For Campbell, there is no substitute for the hard work and local expertise of the company’s emerging markets team. “We have 40 years of proprietary research notes, getting to know people, families, and successions in emerging market businesses that we can rely on to help us understand the culture of a company and the integrity of its people and business partners. While past fund performance is not indicative of future fund performance, people’s past behaviour does tend to be indicative of their future actions. Good people tend to follow other good people,” he says.

CG Power and the Murugappa Group

Campbell has seen the effectiveness of this ‘people power’ in helping to rapidly turn around poorly performing businesses. CG Power, a company manufacturing motors and transmission equipment, provides a good example. “The company was once plagued by governance and financial issues that severely damaged its reputation. One of the main factors for our investment in CG Power was the reassurance from the significant investment by the Murugappa Group, which we believe is a reputable partner. They’ve turned around other businesses before and they take the long-term view,” he explains.

Campbell illustrates just how swiftly a company can improve once the management team is properly restructured, as demonstrated by the Murugappa Group’s intervention. “The first thing they did was to clear out and overhaul the management and the board so that the people who had been responsible for the previous problems were gone. They also insisted on restating all the accounts from the problematic years and introducing new processes and internal controls to provide transparency for the business and a true representation of how the business had been running,” Campbell explains. This clean-up associated with the sale of non-core assets, restructuring and debt repayment, as well as operational improvements, restored CG Power’s good performance.
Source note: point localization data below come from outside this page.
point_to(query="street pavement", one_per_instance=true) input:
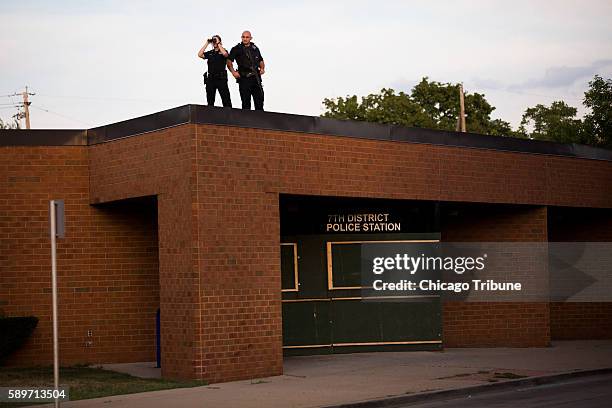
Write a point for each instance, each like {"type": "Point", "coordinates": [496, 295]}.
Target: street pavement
{"type": "Point", "coordinates": [584, 392]}
{"type": "Point", "coordinates": [321, 381]}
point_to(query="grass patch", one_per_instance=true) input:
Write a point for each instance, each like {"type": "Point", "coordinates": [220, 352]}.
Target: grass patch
{"type": "Point", "coordinates": [86, 382]}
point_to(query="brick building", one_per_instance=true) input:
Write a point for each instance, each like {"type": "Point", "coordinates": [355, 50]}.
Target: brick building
{"type": "Point", "coordinates": [193, 211]}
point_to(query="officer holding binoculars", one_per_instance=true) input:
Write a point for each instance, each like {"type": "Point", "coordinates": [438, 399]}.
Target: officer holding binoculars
{"type": "Point", "coordinates": [216, 77]}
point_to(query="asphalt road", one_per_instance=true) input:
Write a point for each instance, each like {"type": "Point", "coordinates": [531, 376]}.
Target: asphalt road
{"type": "Point", "coordinates": [592, 392]}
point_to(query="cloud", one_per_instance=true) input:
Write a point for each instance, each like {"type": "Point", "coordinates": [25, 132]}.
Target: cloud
{"type": "Point", "coordinates": [558, 77]}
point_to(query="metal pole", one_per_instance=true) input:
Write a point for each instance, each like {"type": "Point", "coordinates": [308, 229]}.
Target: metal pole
{"type": "Point", "coordinates": [54, 300]}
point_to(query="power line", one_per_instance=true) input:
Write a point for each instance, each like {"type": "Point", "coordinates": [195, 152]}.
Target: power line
{"type": "Point", "coordinates": [110, 98]}
{"type": "Point", "coordinates": [61, 115]}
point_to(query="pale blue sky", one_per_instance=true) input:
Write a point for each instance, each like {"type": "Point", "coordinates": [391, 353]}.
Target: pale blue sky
{"type": "Point", "coordinates": [97, 62]}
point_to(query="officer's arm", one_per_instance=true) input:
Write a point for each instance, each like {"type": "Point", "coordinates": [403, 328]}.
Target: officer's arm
{"type": "Point", "coordinates": [230, 62]}
{"type": "Point", "coordinates": [201, 52]}
{"type": "Point", "coordinates": [230, 66]}
{"type": "Point", "coordinates": [223, 51]}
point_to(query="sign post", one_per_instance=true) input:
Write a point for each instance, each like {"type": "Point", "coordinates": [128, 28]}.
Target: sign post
{"type": "Point", "coordinates": [56, 224]}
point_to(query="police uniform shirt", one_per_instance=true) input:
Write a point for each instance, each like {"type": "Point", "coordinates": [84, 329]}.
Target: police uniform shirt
{"type": "Point", "coordinates": [247, 58]}
{"type": "Point", "coordinates": [216, 63]}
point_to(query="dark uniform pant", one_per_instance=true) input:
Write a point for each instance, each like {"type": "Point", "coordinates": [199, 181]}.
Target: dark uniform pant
{"type": "Point", "coordinates": [250, 87]}
{"type": "Point", "coordinates": [220, 84]}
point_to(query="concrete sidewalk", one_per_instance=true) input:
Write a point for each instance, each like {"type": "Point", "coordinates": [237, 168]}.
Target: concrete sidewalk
{"type": "Point", "coordinates": [319, 381]}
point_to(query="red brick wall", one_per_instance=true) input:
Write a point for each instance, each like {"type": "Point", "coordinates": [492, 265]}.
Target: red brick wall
{"type": "Point", "coordinates": [588, 320]}
{"type": "Point", "coordinates": [217, 191]}
{"type": "Point", "coordinates": [107, 264]}
{"type": "Point", "coordinates": [161, 163]}
{"type": "Point", "coordinates": [479, 324]}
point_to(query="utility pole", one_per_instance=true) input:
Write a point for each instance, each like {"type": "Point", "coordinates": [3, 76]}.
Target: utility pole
{"type": "Point", "coordinates": [461, 109]}
{"type": "Point", "coordinates": [26, 106]}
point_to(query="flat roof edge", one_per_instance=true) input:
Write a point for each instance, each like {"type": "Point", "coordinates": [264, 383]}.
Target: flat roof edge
{"type": "Point", "coordinates": [274, 121]}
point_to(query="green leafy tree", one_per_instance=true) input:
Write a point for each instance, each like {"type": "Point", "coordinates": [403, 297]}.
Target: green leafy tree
{"type": "Point", "coordinates": [555, 123]}
{"type": "Point", "coordinates": [432, 105]}
{"type": "Point", "coordinates": [598, 122]}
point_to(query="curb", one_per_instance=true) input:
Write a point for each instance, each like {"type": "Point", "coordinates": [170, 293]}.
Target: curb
{"type": "Point", "coordinates": [465, 391]}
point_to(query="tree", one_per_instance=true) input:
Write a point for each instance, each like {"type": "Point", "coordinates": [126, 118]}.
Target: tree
{"type": "Point", "coordinates": [556, 123]}
{"type": "Point", "coordinates": [432, 105]}
{"type": "Point", "coordinates": [598, 123]}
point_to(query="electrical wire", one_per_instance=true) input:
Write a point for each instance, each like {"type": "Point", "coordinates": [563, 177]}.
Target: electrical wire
{"type": "Point", "coordinates": [110, 98]}
{"type": "Point", "coordinates": [60, 115]}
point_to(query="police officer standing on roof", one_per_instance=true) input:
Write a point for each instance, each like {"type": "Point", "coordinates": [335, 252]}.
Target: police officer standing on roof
{"type": "Point", "coordinates": [250, 69]}
{"type": "Point", "coordinates": [216, 77]}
Defence investments remain unappealing

With geopolitical tensions rising globally, many investors have started reevaluating their approach to defence investments. Given India’s position as one of the main regional players in Asia and Stewart Investors’ strong presence in the country, one could expect the firm to pursue opportunities in the sector. However, while fully cognisant of the situation, Campbell points out the firm is sceptical of defence stocks.
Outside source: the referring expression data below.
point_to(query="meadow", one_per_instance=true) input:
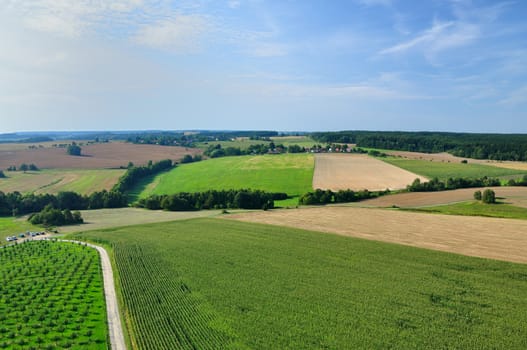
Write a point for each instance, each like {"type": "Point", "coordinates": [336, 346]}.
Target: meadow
{"type": "Point", "coordinates": [51, 297]}
{"type": "Point", "coordinates": [443, 171]}
{"type": "Point", "coordinates": [474, 208]}
{"type": "Point", "coordinates": [83, 181]}
{"type": "Point", "coordinates": [220, 284]}
{"type": "Point", "coordinates": [289, 173]}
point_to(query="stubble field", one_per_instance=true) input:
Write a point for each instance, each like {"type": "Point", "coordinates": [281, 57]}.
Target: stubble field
{"type": "Point", "coordinates": [503, 239]}
{"type": "Point", "coordinates": [83, 181]}
{"type": "Point", "coordinates": [336, 171]}
{"type": "Point", "coordinates": [95, 156]}
{"type": "Point", "coordinates": [512, 195]}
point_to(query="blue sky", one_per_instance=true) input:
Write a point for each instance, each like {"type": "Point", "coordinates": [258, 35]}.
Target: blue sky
{"type": "Point", "coordinates": [443, 65]}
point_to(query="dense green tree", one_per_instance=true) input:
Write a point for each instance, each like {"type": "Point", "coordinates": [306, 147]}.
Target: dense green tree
{"type": "Point", "coordinates": [488, 196]}
{"type": "Point", "coordinates": [74, 149]}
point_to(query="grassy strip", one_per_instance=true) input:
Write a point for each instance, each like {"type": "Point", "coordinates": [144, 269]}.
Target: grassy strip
{"type": "Point", "coordinates": [289, 173]}
{"type": "Point", "coordinates": [211, 283]}
{"type": "Point", "coordinates": [443, 171]}
{"type": "Point", "coordinates": [474, 208]}
{"type": "Point", "coordinates": [52, 297]}
{"type": "Point", "coordinates": [10, 226]}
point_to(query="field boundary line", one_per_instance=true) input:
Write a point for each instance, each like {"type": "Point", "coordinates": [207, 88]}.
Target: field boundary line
{"type": "Point", "coordinates": [115, 330]}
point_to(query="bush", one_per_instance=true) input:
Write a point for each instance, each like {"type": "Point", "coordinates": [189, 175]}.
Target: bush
{"type": "Point", "coordinates": [488, 197]}
{"type": "Point", "coordinates": [73, 149]}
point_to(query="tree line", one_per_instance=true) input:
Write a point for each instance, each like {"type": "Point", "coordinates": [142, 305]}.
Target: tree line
{"type": "Point", "coordinates": [169, 138]}
{"type": "Point", "coordinates": [216, 151]}
{"type": "Point", "coordinates": [50, 216]}
{"type": "Point", "coordinates": [135, 173]}
{"type": "Point", "coordinates": [343, 196]}
{"type": "Point", "coordinates": [226, 199]}
{"type": "Point", "coordinates": [451, 184]}
{"type": "Point", "coordinates": [478, 146]}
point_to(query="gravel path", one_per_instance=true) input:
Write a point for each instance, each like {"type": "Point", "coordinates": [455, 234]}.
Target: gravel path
{"type": "Point", "coordinates": [115, 329]}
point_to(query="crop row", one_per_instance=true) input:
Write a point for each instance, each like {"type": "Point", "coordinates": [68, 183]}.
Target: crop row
{"type": "Point", "coordinates": [163, 312]}
{"type": "Point", "coordinates": [51, 296]}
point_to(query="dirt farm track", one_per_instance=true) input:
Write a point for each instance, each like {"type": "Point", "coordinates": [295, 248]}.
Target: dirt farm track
{"type": "Point", "coordinates": [502, 239]}
{"type": "Point", "coordinates": [101, 155]}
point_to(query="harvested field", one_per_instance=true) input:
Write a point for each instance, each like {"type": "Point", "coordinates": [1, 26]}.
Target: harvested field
{"type": "Point", "coordinates": [56, 180]}
{"type": "Point", "coordinates": [502, 239]}
{"type": "Point", "coordinates": [512, 195]}
{"type": "Point", "coordinates": [448, 158]}
{"type": "Point", "coordinates": [108, 218]}
{"type": "Point", "coordinates": [357, 172]}
{"type": "Point", "coordinates": [100, 155]}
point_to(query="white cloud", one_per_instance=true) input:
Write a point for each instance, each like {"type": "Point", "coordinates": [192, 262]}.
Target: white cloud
{"type": "Point", "coordinates": [516, 97]}
{"type": "Point", "coordinates": [268, 50]}
{"type": "Point", "coordinates": [178, 34]}
{"type": "Point", "coordinates": [375, 2]}
{"type": "Point", "coordinates": [429, 38]}
{"type": "Point", "coordinates": [234, 4]}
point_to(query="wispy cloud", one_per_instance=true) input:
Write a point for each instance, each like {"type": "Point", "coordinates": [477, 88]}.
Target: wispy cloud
{"type": "Point", "coordinates": [234, 4]}
{"type": "Point", "coordinates": [467, 26]}
{"type": "Point", "coordinates": [516, 97]}
{"type": "Point", "coordinates": [153, 23]}
{"type": "Point", "coordinates": [178, 34]}
{"type": "Point", "coordinates": [439, 37]}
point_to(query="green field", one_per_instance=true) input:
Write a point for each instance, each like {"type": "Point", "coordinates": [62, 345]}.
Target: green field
{"type": "Point", "coordinates": [302, 141]}
{"type": "Point", "coordinates": [445, 170]}
{"type": "Point", "coordinates": [474, 208]}
{"type": "Point", "coordinates": [289, 173]}
{"type": "Point", "coordinates": [56, 180]}
{"type": "Point", "coordinates": [10, 226]}
{"type": "Point", "coordinates": [221, 284]}
{"type": "Point", "coordinates": [51, 297]}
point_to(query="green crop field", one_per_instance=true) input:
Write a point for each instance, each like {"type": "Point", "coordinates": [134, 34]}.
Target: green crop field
{"type": "Point", "coordinates": [289, 173]}
{"type": "Point", "coordinates": [56, 180]}
{"type": "Point", "coordinates": [445, 170]}
{"type": "Point", "coordinates": [241, 143]}
{"type": "Point", "coordinates": [473, 208]}
{"type": "Point", "coordinates": [51, 297]}
{"type": "Point", "coordinates": [221, 284]}
{"type": "Point", "coordinates": [302, 141]}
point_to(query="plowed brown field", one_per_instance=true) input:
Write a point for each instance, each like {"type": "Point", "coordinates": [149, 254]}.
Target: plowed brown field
{"type": "Point", "coordinates": [95, 156]}
{"type": "Point", "coordinates": [447, 157]}
{"type": "Point", "coordinates": [513, 195]}
{"type": "Point", "coordinates": [337, 171]}
{"type": "Point", "coordinates": [503, 239]}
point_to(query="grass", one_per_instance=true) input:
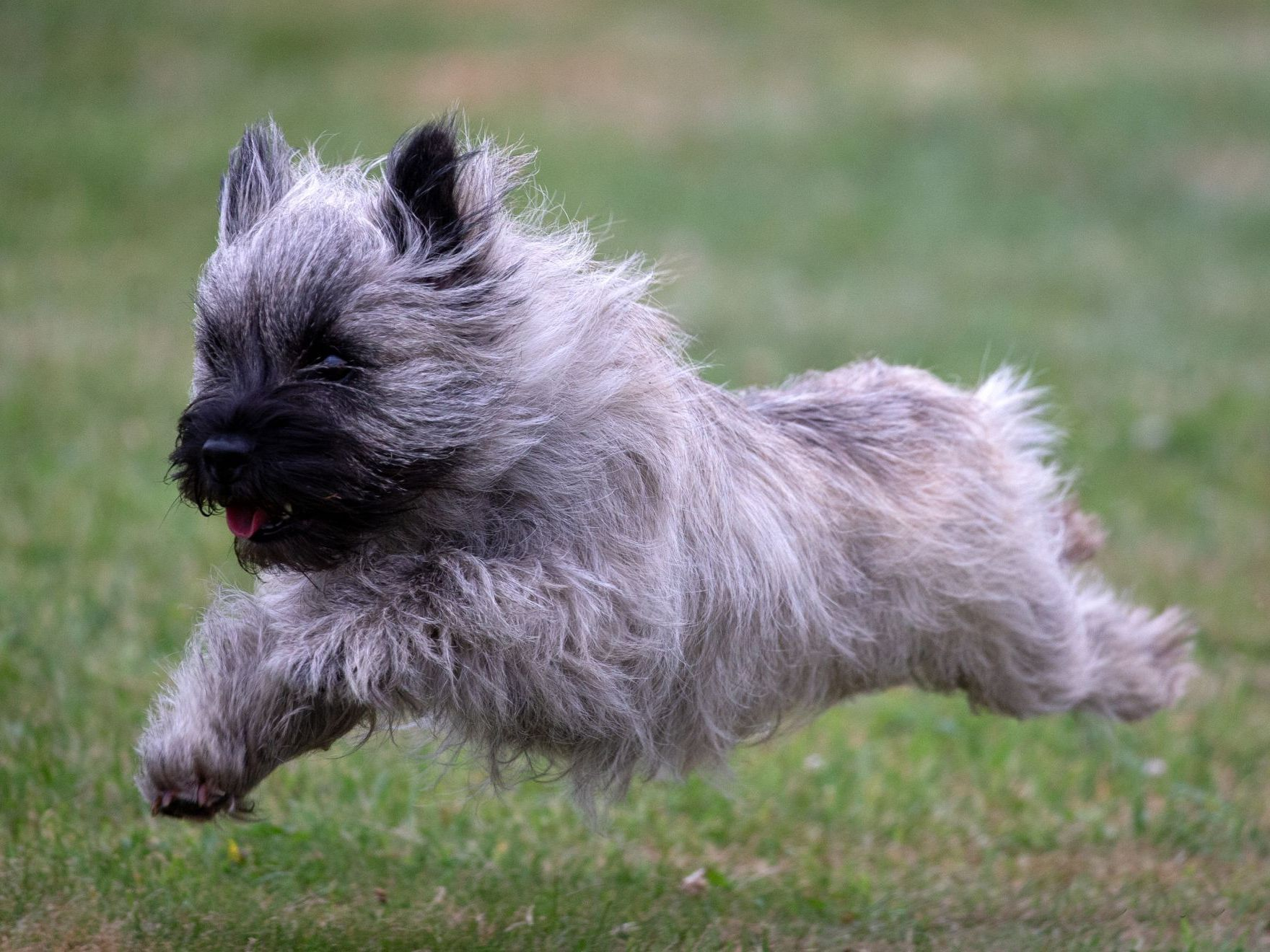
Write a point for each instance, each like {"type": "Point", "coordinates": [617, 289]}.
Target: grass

While many institutional investors have a clear and pertinent moral argument for steering clear of defence investments, Campbell argues that the business case is also very weak. “Governments, as weapons purchasers, are not great customers. They impose incredibly onerous contractual terms. The negotiations are protracted and heavily bureaucratic. Payments take a long time, and after jumping over all those hurdles, companies are still left with a risky proposition because governments can normally renege on contracts, potentially tearing down the whole transaction, despite all the efforts that would have gone into it.”

Campbell is confident that healthy, sustainable returns can be achieved in India while remaining comfortably distant from the weapons industry: “There are better businesses than the defence industry from our point of view. There are over 50,000 companies out there. You don’t have to invest in those that blow things up. You can choose to help the businesses that make things and help humanity,” he concludes.

India: a trove of opportunities for the seasoned investor

India presents a compelling long-term investment case, underpinned by favourable demographics, robust democratic institutions, and a dynamic domestic market. For Stewart Investors, success in the region hinges on identifying resilient businesses led by trustworthy, forward-thinking leaders who prioritise sustainability and integrity. Rather than chasing short-term trends or mirroring global benchmarks, the firm focuses on deep local understanding and a commitment to human development. In an increasingly complex and competitive world, India offers a unique opportunity for patient capital to thrive by backing the right people, the right businesses, and the right values.